Here you can find resources designed around the 2019 Playing Shakespeare with Deutsche Bank production of Romeo and Juliet. Created for young people, students are able to follow along with the production online on the Globe's dedicated Romeo and Juliet microsite.
If students are new to the play, we suggest you start with these introductory Key Stage 3 Lesson Plans. If you would like to teach the play in greater detail, we recommend you use the advanced activities which can be found in the Key Stage 4 or Key Stage 5 areas.
We will be updating this section week by week, so be sure to check back for more activities soon.
Have students read through the article on the website.
Explain that students are going to work in pairs to create a Venn diagram to illustrate the relationships between the two texts:
- In the left-hand circle: characters, character-information, plots and timelines that only Brooke has
- In the overlap: things that both texts have in common
- In the right-hand circle: things that Shakespeare changes from or adds to the original
After completing this activity, think-pair-share the following questions:
- Which opening do you prefer, and why?
- Why do you think Shakespeare made the changes he did?
- What is the effect, as an audience/reader, of one versus the other?
In their pairs, ask students: Can you think of any other examples (e.g. of films) where someone has updated an existing story but made changes? Why do you think the changes were made? How have these affected the meaning?
Find and read the article on the website entitled, ‘Violent Delights and Violent Ends’. The writer states, ‘There are Romeos and Juliets in every community and country across the world.’ Work in pairs to create a poster collage showing any films and books that might have been inspired by Romeo and Juliet. Around this, see if you can find any news stories that have links with Romeo and Juliet, using the opening paragraph of the article to help you think about search terms that might help with this.
As you complete this task, discuss why you think the story of Romeo and Juliet is such a powerful one that seems to cut across time, countries and communities. Share all the collages - you might want to keep them up in the classroom as you study the play, to remind you of the impact this play has had on our culture.

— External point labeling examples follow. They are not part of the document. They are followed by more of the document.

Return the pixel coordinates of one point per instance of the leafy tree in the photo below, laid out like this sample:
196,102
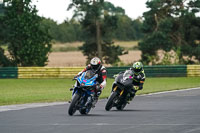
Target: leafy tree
170,25
98,26
28,42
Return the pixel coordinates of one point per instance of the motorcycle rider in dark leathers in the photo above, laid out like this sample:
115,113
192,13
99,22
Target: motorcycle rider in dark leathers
138,78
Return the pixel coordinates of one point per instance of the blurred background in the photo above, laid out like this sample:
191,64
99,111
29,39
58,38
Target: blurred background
70,32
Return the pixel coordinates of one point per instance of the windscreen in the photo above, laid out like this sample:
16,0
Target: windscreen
127,74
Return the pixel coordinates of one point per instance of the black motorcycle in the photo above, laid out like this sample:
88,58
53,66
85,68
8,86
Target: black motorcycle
121,91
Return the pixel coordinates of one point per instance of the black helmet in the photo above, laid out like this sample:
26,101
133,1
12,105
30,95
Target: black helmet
95,63
137,67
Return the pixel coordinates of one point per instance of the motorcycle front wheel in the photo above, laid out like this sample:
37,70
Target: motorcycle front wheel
111,101
73,105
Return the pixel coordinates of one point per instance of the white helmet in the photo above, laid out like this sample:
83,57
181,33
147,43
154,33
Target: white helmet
95,63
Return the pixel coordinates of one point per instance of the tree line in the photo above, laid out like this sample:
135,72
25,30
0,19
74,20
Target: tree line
172,26
29,36
71,30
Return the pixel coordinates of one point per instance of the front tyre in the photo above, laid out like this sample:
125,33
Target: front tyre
72,106
111,100
121,107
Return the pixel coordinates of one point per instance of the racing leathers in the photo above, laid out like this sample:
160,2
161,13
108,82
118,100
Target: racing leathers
101,79
138,81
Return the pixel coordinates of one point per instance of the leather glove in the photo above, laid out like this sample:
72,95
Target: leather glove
136,88
98,90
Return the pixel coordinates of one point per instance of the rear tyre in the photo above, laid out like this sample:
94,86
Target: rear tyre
84,111
72,107
121,107
111,100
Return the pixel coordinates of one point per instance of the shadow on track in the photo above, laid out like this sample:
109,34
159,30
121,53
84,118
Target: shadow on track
133,110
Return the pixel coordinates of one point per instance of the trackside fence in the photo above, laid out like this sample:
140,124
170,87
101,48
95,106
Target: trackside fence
69,72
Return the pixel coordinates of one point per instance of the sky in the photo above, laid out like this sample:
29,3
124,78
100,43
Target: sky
57,9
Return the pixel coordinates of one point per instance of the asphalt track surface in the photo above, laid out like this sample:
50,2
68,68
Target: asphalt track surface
173,112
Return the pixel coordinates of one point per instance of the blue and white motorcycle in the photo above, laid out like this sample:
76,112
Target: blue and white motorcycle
83,98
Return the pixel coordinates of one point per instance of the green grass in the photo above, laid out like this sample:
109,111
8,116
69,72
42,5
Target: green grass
73,46
18,91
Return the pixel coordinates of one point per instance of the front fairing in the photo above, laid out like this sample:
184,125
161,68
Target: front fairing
125,79
86,82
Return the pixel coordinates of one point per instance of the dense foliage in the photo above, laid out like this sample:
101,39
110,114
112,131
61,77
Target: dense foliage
98,20
28,41
174,27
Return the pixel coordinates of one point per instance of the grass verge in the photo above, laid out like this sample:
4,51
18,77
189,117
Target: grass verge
19,91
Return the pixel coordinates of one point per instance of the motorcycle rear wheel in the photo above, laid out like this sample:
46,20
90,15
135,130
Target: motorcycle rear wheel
72,107
121,107
110,102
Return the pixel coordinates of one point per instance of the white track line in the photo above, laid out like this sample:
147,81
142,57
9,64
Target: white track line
164,92
35,105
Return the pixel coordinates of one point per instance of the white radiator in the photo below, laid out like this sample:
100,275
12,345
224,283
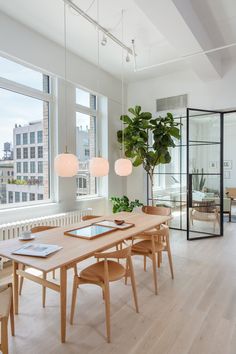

The article highlights ‘William Shakespeare’s influence as a figure in world literary heritage’. Using the poster collage to help you, create a class definition of the phrase ‘literary heritage’. Now that you have this, individually, write a list of the top ten texts (or writers) that you think should have a place in world literary heritage. Compare your list with a neighbour: did you have any in common? What influenced your decision-making?
The article mentions the difference in beliefs between now and the 1590s about romance, emotions, sexuality, parenting, youth culture and the sorts of behaviour appropriate to men and women. In pairs, pick one of these topics to research. Create a comparison chart to summarise your findings. Once complete, you should find two pairs who have worked on different topics, team up into a group of six and have each pair teach the others about their topic. Once each pair has shared, consider the question from the article: given what you know about the different beliefs, ‘do we respond to these themes in the same way as audience members four hundred years ago?’
The article explains that modern audiences ‘might not immediately register’ the difference between Romeo’s feelings for Juliet and Rosaline, that Shakespeare signals through Romeo’s language. Read this section of the article again: how does Shakespeare signal that Romeo and Juliet’s love is ‘very different’ to the love Romeo feels for Rosaline? If you were directing this production of Romeo and Juliet, how would you signal to an audience of modern 11-18 year olds that Romeo and Juliet’s love is different?
Find and listen to the interview with Jeff Alexander, who plays Lord Montague in the production.
Near the beginning of the interview, Jeff says that the first time he heard about Shakespeare’s Globe was before it was even built. Listen out for the name of the person who wanted to build the Globe. In pairs, find out more about this person: What was their background? Why did they want to build Shakespeare’s Globe? How long did building it take? Use the resources on the Globe website to help you with this.
Later in the interview, Jeff discusses his first experience of being in front of an audience. What was he doing? Listen to his description of this, and discuss the similarities of performing in this context with performing at the Globe.
Jeff highlights the difference between playing Mercutio in a previous production and Lord Montague in this production. In particular, Jeff references the different attitudes to fighting/the feud between the young and the old within the play. Explore this in more detail. In groups, create a chart with two columns, and give them the headings that Jeff uses: ‘Oh no, here we go again!’ (old) and ‘Oh come on!’ (young). Find quotations from the old and the young characters that show their attitudes to fighting, and write them into the correct column. Do they match the headings, and therefore Jeff’s ideas about each generation’s attitudes? Share your ideas as a class. To what extent do each generation’s attitudes towards fighting/violence echo what you see/hear in the media?
Consider the following quotation about teenagers: ‘Children are now tyrants, not the servants of their households.’ Place this in the centre of a large sheet of paper, and answer the following questions around it: How does this link to what Jeff mentions in his podcast about Mercutio? How does this reflect current representations of teenagers? Find examples from the media. When do you think this quotation was written, and why? Use the Internet to find out who said this and when, and make a note of your reaction to this.